Vission of St Francis by Jean Ribault 1797
Vision of Saint Francis – Jean Ribault, 1797
(after José de Ribera, c. 1636–1638)
This print is a reproductive engraving based on José de Ribera’s famous painting Vision of Saint Francis. Ribault closely follows Ribera’s composition: Saint Francis is shown receiving the stigmata, supported by an angel as he gazes upward in ecstasy. The dramatic contrast of light and shadow, characteristic of Ribera’s intense tenebrist style, is translated here into a refined network of black-and-white tonal engraving, giving the scene a solemn and contemplative power.

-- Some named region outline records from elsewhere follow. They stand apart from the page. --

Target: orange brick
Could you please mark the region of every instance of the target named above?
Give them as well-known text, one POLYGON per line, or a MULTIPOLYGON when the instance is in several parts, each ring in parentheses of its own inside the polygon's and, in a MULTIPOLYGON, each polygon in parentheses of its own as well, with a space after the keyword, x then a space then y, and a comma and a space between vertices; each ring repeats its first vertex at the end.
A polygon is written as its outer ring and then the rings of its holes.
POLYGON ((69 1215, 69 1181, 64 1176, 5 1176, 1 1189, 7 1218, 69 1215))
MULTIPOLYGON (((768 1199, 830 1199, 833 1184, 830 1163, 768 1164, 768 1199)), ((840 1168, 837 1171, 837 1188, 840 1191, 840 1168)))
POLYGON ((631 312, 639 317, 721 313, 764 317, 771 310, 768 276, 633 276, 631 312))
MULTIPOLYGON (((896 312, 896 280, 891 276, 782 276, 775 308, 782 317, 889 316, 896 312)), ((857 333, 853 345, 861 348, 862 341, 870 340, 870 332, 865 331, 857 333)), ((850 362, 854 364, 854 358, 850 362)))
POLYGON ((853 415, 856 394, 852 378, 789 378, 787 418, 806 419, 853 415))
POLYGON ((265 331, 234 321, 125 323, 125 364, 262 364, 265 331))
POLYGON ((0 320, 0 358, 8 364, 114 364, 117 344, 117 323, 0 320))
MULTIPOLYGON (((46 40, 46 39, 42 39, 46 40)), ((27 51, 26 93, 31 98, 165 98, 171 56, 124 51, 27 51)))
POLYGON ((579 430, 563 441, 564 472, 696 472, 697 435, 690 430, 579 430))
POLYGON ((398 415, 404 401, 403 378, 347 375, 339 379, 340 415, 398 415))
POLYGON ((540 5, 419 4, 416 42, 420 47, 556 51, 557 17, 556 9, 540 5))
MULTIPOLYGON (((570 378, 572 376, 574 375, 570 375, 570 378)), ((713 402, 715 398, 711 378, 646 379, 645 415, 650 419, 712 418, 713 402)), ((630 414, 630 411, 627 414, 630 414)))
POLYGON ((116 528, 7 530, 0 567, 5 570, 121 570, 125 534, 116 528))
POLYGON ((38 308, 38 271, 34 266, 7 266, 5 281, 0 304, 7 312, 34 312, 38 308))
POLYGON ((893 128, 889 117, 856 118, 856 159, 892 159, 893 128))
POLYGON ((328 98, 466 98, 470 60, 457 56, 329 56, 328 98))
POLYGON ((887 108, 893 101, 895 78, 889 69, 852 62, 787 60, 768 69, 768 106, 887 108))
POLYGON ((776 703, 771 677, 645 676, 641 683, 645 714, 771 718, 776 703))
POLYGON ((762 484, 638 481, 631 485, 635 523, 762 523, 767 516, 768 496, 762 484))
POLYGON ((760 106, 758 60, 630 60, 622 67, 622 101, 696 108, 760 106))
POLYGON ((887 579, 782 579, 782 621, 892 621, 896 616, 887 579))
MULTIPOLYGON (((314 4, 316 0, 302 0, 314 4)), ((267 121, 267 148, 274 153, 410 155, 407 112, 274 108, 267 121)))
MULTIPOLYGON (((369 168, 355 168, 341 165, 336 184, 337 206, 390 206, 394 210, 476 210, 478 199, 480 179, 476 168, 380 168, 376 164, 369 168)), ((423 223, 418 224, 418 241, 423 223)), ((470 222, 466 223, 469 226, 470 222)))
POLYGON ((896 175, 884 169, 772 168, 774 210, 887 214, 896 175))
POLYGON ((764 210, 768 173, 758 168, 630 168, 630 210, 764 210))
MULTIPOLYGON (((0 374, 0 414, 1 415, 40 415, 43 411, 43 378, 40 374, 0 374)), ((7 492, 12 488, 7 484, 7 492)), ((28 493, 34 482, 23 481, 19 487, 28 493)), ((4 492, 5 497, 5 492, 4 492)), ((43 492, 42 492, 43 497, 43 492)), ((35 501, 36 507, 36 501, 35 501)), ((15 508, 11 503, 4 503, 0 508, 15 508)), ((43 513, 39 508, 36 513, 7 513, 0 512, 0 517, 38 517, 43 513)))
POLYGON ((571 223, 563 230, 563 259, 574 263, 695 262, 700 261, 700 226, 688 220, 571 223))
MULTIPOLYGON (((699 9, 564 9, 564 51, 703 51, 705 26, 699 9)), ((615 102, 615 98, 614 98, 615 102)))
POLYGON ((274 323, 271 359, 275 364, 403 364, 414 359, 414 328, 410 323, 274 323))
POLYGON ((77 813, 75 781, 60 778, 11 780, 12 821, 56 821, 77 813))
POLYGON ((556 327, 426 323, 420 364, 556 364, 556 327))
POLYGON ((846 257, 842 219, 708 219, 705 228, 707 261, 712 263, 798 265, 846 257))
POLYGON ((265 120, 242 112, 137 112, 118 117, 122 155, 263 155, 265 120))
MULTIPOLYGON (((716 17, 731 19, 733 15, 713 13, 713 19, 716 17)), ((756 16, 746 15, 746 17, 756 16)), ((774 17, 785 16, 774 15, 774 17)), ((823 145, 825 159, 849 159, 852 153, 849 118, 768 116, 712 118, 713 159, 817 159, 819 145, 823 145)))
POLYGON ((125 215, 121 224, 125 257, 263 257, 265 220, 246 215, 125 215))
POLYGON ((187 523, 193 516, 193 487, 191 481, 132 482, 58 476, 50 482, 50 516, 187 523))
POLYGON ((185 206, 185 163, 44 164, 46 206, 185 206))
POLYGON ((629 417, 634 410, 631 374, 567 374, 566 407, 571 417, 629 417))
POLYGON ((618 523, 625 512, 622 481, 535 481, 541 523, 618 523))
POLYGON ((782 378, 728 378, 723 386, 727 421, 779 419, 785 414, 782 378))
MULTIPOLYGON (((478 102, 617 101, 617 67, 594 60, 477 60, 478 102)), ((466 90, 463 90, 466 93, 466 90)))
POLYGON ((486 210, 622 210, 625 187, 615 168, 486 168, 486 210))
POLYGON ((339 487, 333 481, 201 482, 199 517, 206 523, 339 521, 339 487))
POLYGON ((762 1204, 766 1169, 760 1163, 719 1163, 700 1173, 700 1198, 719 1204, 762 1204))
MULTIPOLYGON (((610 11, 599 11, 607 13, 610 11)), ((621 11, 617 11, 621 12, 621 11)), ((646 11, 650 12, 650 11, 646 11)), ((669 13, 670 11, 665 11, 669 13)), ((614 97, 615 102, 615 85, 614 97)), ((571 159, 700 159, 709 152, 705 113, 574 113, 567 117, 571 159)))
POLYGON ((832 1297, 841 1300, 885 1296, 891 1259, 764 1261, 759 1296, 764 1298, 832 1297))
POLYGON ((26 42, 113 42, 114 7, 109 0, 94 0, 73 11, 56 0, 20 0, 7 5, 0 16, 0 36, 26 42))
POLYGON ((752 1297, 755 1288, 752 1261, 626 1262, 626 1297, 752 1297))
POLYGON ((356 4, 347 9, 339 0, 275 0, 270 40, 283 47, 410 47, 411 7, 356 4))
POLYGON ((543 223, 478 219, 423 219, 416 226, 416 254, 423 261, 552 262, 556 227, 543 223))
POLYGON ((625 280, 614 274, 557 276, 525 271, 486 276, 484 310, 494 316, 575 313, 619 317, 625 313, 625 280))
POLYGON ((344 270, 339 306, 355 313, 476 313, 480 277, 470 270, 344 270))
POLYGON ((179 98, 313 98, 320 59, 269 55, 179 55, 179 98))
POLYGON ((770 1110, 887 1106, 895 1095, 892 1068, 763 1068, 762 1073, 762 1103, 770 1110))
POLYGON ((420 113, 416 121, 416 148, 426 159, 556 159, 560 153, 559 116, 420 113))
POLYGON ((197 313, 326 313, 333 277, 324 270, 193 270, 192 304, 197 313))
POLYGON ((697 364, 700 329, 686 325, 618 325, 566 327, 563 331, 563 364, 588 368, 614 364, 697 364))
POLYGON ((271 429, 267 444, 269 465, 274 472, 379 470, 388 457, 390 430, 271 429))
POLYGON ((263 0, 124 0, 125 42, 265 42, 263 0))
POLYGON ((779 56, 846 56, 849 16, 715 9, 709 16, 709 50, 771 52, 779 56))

The engraving was produced as part of the work of the Company for the Engraving of Paintings from the Royal Palaces, one of the major artistic enterprises of the Spanish Enlightenment in the second half of the 18th century. This institution sought to reproduce and disseminate masterpieces from the Spanish royal collections, making them accessible to a broader cultured public. Among the engravers who participated in this project was Francisco de Goya, who in 1778 produced his own engravings after Velázquez for the same patronage network.
Ribault’s print belongs to that same tradition of transmitting the image of great Spanish works through printmaking. Though monochromatic, its delicate gradations of shadow, crisp linear definition, and faithful attention to Ribera’s emotional intensity retain the solemnity of the original oil painting, allowing the devotional impact of Saint Francis’s mystical vision to endure in a new medium and era.